I cannot believe that I am where I am.I am once again angry and hurt.I had spoken to my sister the week before Christmas and she told me that my mother in law asked her WTF is wrong with me,I was completely taken aback as to what this was about.
Apparently she is upset that I am not taking care of her son (not cooking and cleaning) as a proper wife should do.

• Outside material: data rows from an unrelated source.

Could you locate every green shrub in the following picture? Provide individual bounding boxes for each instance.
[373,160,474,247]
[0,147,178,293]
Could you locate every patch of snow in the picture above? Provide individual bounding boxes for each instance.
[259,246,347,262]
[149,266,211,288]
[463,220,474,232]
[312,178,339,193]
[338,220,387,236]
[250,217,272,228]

I admit i do hate cooking,but I did cook and I clean the house maybe not spotless but it is clean.

I do work about 36 hrs per week.My husband is now unemployed due to his company not having enough work contracts and too many employees.All of a sudden my husband has been obsessed with doing the cooking and shopping and cleaning the kitchen.

Honestly I don't know what to think.I like not having to come home from work and cook all the time,however I dislike having no say as to what is for dinner.(i shut up about that though

)He is also crazy now about there being anything on the counters or in the sink.He will now jump up the second his food is swallowed and commence to washing the dishes

.Prior to this he never washed a dish in 18 years.And he makes a big show of it..I don't get it.Anyways I confronted him about his mother as to where she would get that idea

.He played completely dumb and denied even talking to his mom,so i assume he is either full of S*** or he whined to his brother and he said something.

Either way I am now pissed about it ,as I never gave up cooking.He sort of took it over.He always complained about the way I did things and would stand over me asking"did you add garlic and pepper?" "you need to turn those" "turn the flame up"He would also ridicule me for not being good at making everything come out even.

I admit I have a hard time making more than 2 things at a time.He has even stood over me while making him a sandwich and told me exactly how to place the meat cheese tomato etc, and when I told him to just relax and I had made a sandwich before( jokingly) he said "well i would do it like this"then went on to rave about how his mom makes sandwiches

Being around him makes me tense as I feel like I can't do anything how he would or his mom uggh.So for Christmas dinner I made a prime rib and potatoes and salad etc I spent all day in the kitchen.After dinner he jumps up and clears plates and makes a big show of it and his mom is looking at him all starry eyed saying what a good boy he is(GAG)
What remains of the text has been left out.